Prosecutor denies Philadelphia train passengers recorded alleged rape
Frustrated prosecutors have poured cold water on earlier claims by police that witnesses to an alleged rape on a metro train filmed with their smartphones instead of calling 911
Prosecutors in Delaware have strongly denied reports that passengers who witnessed an alleged rape on a Philadelphia metro train simply filmed the act on their phones without intervening or calling police.
Delaware County district attorney Jack Stollsteimer said it was “simply not true” that groups of bystanders were “callously sitting there filming and didn’t act” when the incident took place last week.
That contradicted claims made by Philadelphia transport police earlier this week, who ignited furious media coverage when they said no 911 calls had been made in the city about the incident and blamed witnesses for not stopping it sooner.
"There were other people on the train who witnessed this horrific act, and it may have been stopped sooner if a rider called 911,” said the Southeastern Pennsylvania Transportation Authority (Septa) in a statement.
Septa police chief Thomas Nestel III chimed in at a press conference on Monday: “I don’t want to, and I can’t, frankly, speculate as to what was on people’s minds. But from the video it does appear that people were holding their phones up, in the direction of what was happening.”
Timothy Bernhardt, police superintendent for the Philadelphia township of Upper Darby, called passengers’ actions “troubling” and said: “There was a lot of people, in my opinion, that should have intervened. Somebody should have done something.”
Some officers even suggested that witnesses who failed to help might face criminal prosecution.

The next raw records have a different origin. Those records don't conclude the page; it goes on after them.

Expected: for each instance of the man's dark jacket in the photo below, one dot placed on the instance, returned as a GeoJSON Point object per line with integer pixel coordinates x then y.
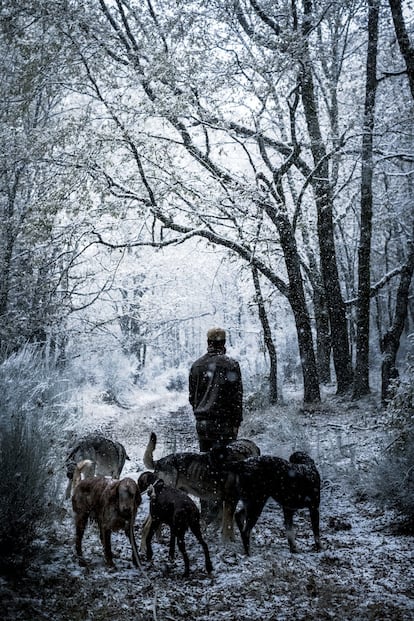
{"type": "Point", "coordinates": [216, 389]}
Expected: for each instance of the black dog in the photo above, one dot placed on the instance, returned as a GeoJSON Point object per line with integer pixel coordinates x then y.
{"type": "Point", "coordinates": [195, 473]}
{"type": "Point", "coordinates": [172, 507]}
{"type": "Point", "coordinates": [294, 484]}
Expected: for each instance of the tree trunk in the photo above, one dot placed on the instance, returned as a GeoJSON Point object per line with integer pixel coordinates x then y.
{"type": "Point", "coordinates": [407, 50]}
{"type": "Point", "coordinates": [361, 379]}
{"type": "Point", "coordinates": [296, 297]}
{"type": "Point", "coordinates": [267, 335]}
{"type": "Point", "coordinates": [323, 196]}
{"type": "Point", "coordinates": [390, 342]}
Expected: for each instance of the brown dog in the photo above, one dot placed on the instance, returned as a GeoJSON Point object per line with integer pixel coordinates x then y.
{"type": "Point", "coordinates": [113, 504]}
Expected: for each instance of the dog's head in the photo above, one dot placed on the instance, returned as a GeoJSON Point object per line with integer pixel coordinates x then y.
{"type": "Point", "coordinates": [145, 480]}
{"type": "Point", "coordinates": [300, 457]}
{"type": "Point", "coordinates": [129, 497]}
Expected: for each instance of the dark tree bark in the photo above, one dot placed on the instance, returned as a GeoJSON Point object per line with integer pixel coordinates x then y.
{"type": "Point", "coordinates": [406, 48]}
{"type": "Point", "coordinates": [390, 341]}
{"type": "Point", "coordinates": [321, 184]}
{"type": "Point", "coordinates": [267, 336]}
{"type": "Point", "coordinates": [361, 378]}
{"type": "Point", "coordinates": [296, 294]}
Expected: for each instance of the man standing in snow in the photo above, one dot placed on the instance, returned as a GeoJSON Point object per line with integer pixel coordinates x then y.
{"type": "Point", "coordinates": [216, 393]}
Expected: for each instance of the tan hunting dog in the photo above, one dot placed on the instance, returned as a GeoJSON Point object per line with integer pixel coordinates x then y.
{"type": "Point", "coordinates": [112, 503]}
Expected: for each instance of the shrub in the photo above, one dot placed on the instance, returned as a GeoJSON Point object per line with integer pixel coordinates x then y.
{"type": "Point", "coordinates": [393, 478]}
{"type": "Point", "coordinates": [29, 424]}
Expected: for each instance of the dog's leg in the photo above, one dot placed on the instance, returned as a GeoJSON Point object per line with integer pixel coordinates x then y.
{"type": "Point", "coordinates": [172, 543]}
{"type": "Point", "coordinates": [106, 542]}
{"type": "Point", "coordinates": [229, 507]}
{"type": "Point", "coordinates": [144, 533]}
{"type": "Point", "coordinates": [181, 547]}
{"type": "Point", "coordinates": [195, 528]}
{"type": "Point", "coordinates": [246, 520]}
{"type": "Point", "coordinates": [129, 531]}
{"type": "Point", "coordinates": [153, 527]}
{"type": "Point", "coordinates": [290, 533]}
{"type": "Point", "coordinates": [314, 515]}
{"type": "Point", "coordinates": [81, 521]}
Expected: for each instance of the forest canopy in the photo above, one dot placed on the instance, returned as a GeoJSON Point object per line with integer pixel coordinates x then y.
{"type": "Point", "coordinates": [167, 165]}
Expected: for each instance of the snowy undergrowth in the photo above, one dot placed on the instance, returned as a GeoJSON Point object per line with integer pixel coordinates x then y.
{"type": "Point", "coordinates": [364, 571]}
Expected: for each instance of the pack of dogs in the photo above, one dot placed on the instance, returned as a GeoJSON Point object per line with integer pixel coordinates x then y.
{"type": "Point", "coordinates": [236, 476]}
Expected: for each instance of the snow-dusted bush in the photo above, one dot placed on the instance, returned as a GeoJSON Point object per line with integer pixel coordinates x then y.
{"type": "Point", "coordinates": [29, 428]}
{"type": "Point", "coordinates": [394, 474]}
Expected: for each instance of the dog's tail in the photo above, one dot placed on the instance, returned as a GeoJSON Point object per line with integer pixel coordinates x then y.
{"type": "Point", "coordinates": [85, 468]}
{"type": "Point", "coordinates": [149, 452]}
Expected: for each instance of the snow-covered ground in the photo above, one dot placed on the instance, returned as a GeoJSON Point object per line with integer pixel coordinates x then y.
{"type": "Point", "coordinates": [364, 572]}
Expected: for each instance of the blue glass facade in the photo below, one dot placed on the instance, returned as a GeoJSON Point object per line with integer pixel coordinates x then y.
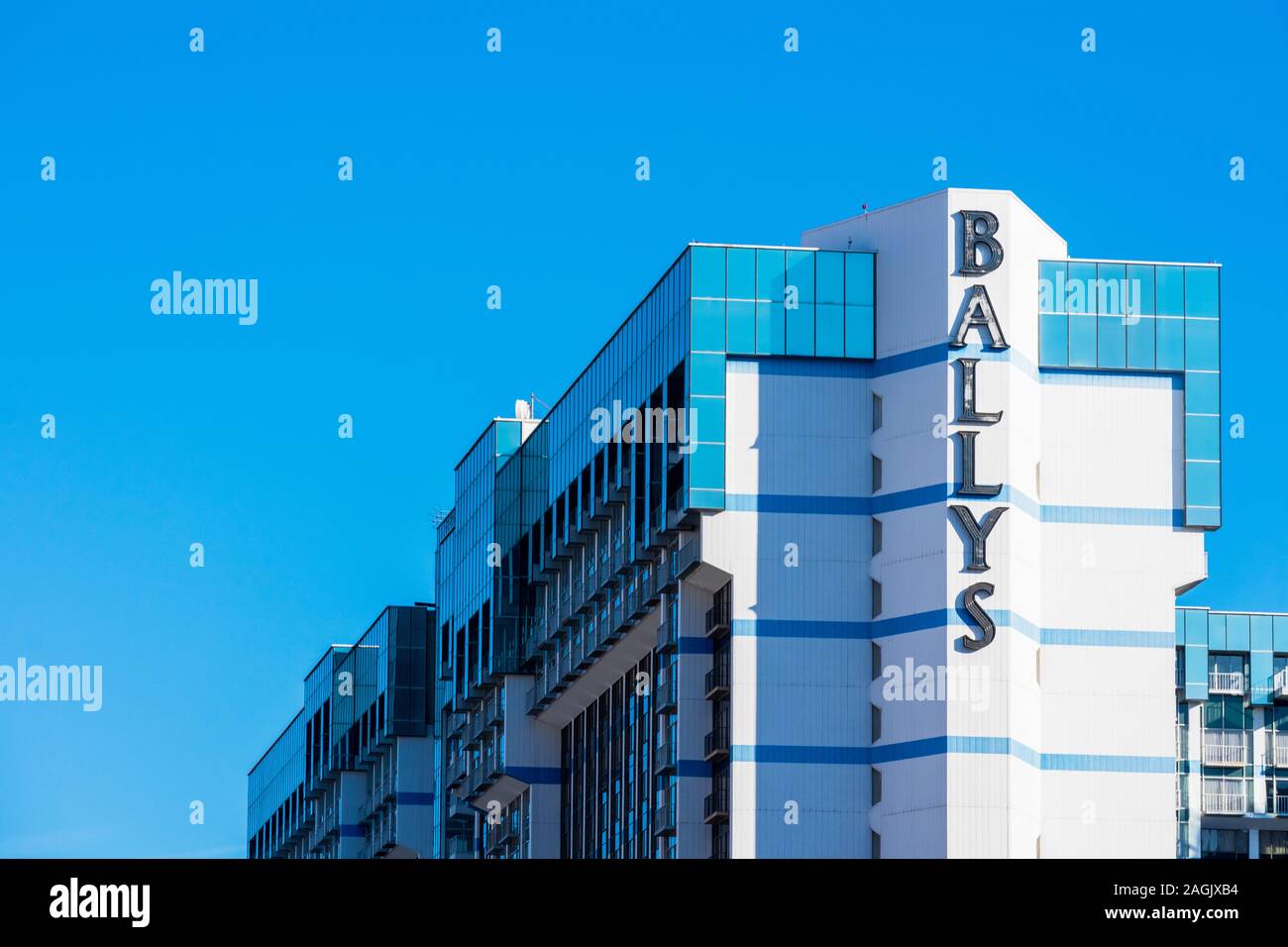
{"type": "Point", "coordinates": [1145, 317]}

But at another conference on Thursday, an apparently frustrated Mr Stollsteimer called this narrative “misinformation”, saying many passengers who passed by the incident might not have realised what they were seeing in the regular rush.
He said: “People in this region are not, in my experience, so inhuman and callous ... that they’re going to sit there and just watch this happen and videotape it – as one journalist said today – for their own private enjoyment.”
“The picture that people have gotten, that this crowd of people sitting there were filming and not doing anything, isn’t true.”
He noted that a suspect in another Septa sexual assault on Wednesday night had only been arrested after a bystander alerted police, saying: “That’s how people are in Delaware County. If people need help we stand up and help.”
Prosecutors have charged Fiston Ngoy, a 35-year-old man originally from the Democratic Republic of Congo who previously pled guilty to a sex offence in Washington DC, with rape and sexual assault over the incident last week. He remains in custody on a $180,000 (£131,000) bail.